Berman: Yeah. I mean, the only way reform works is if it’s on a national level and applies equally in all states. It can’t be a situation where only blue states do it and it’s essentially unilateral disarmament. We tried that. It didn’t work. It didn’t lead to more fairness. It led to one side being given a blank check and the other side having one arm behind their back.
So at the very least, I believe that this gerrymandering arms race, while incredibly destructive for American democracy, has woken Democrats up to the need to be as aggressive as Republicans in trying to maximize power, and also realizing they can’t wait on the courts to save them. The U.S. Supreme Court’s not going to save them, and even state Supreme Courts are often major impediments. In Virginia, they controlled the governor’s mansion and the legislature, but they didn’t control the courts. And we saw the impact of that. That’s why state Supreme Courts are so important.
Sargent: Well, I want to bring up something that Graham Platner, the Democratic candidate for Senate in Maine, tweeted in response to the Virginia ruling. He said this: “I’m old enough to remember when Republicans in Ohio just ignored court rulings repeatedly and did it anyway.”
Berman: Well, but I think it makes sense because Republicans are not bound by any kind of norms in this fight. They have not respected any kind of procedural process to stop them. When there was a primary in their way, they just canceled the primary, right? When there are laws that prohibited mid-decade gerrymandering, they just repealed them. When there were state constitutions they didn’t like, they just said, let’s just say this is unconstitutional. That’s what they’ve done in all of these places. So I don’t get why Democrats are just going to say to the Virginia state Supreme Court, we’re going to allow you to nullify a vote that was held by three million people.
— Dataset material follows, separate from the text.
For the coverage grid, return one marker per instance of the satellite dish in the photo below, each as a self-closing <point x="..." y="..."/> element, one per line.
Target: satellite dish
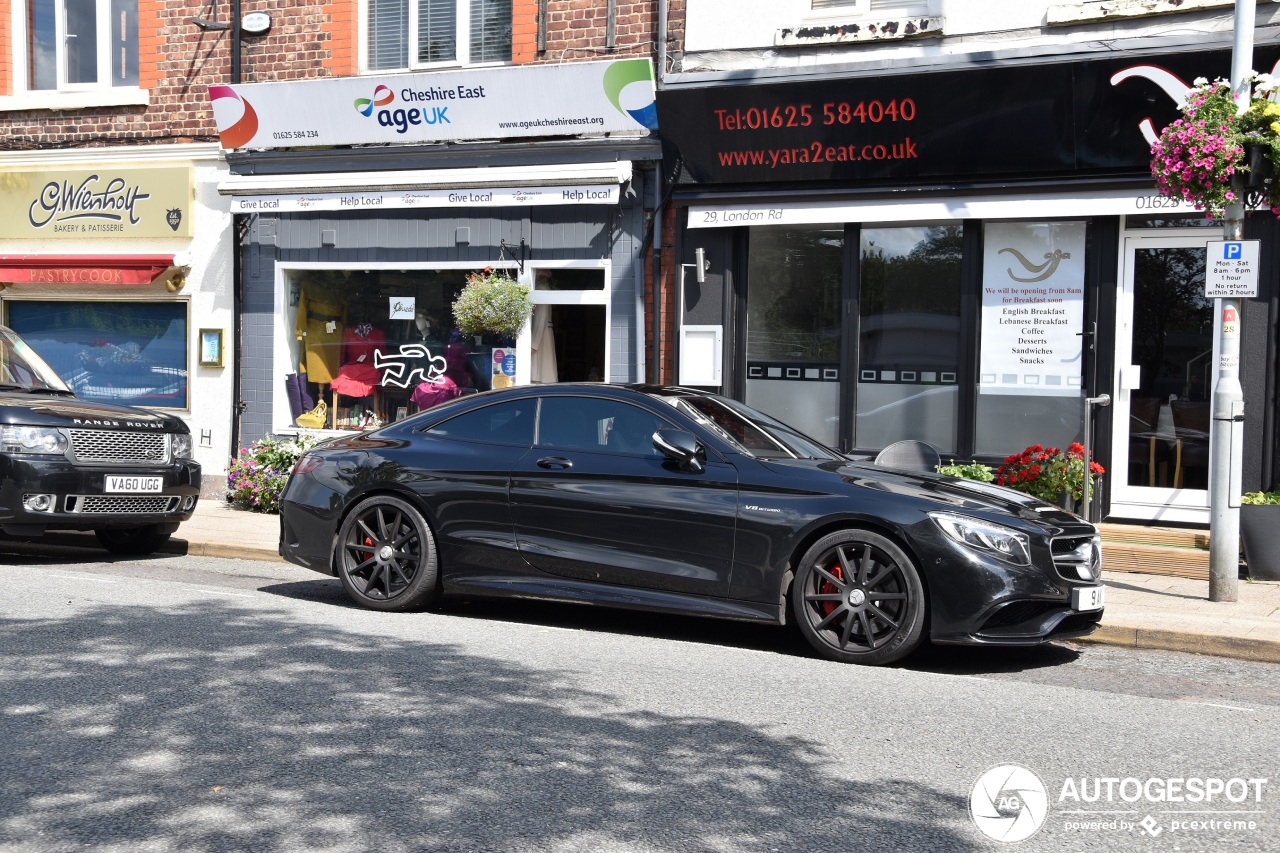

Sargent: In California, where Democrats were able to add five seats, they also went to the voters. So they keep going to the voters. Republicans don’t do that. Let’s close on the comic relief—or maybe it’s not all that funny. The SAVE Act is a really disgusting piece of voter suppression legislation. Trump and other Republicans have openly and explicitly said they have to pass the SAVE Act in order to hold power at a time when Trump is really, really unpopular. Listen to GOP Congressman Roger Williams’s answer about the SAVE Act.
Sargent: So isn’t that something? He said, “we want the right people voting.” Again, Ari, unintentionally revealing. Your response to that?
Sargent: Yeah. And just to close this out, look, a lot of people will point to these results and say, okay, well, Democrats need to win more than a majority to win the House, so they just have to moderate or they just have to adopt more popular positions, et cetera, et cetera, that type of thing. You know, okay.
Berman: Yeah, I mean, winning elections aren’t enough if elections themselves aren’t fair. And so I think whatever they can do to level the playing field and make it so that both sides are playing by the same set of rules—to me, that has to be the guiding light of the Democratic Party going forward.
Berman: Great to see you, Greg. Thanks for having me.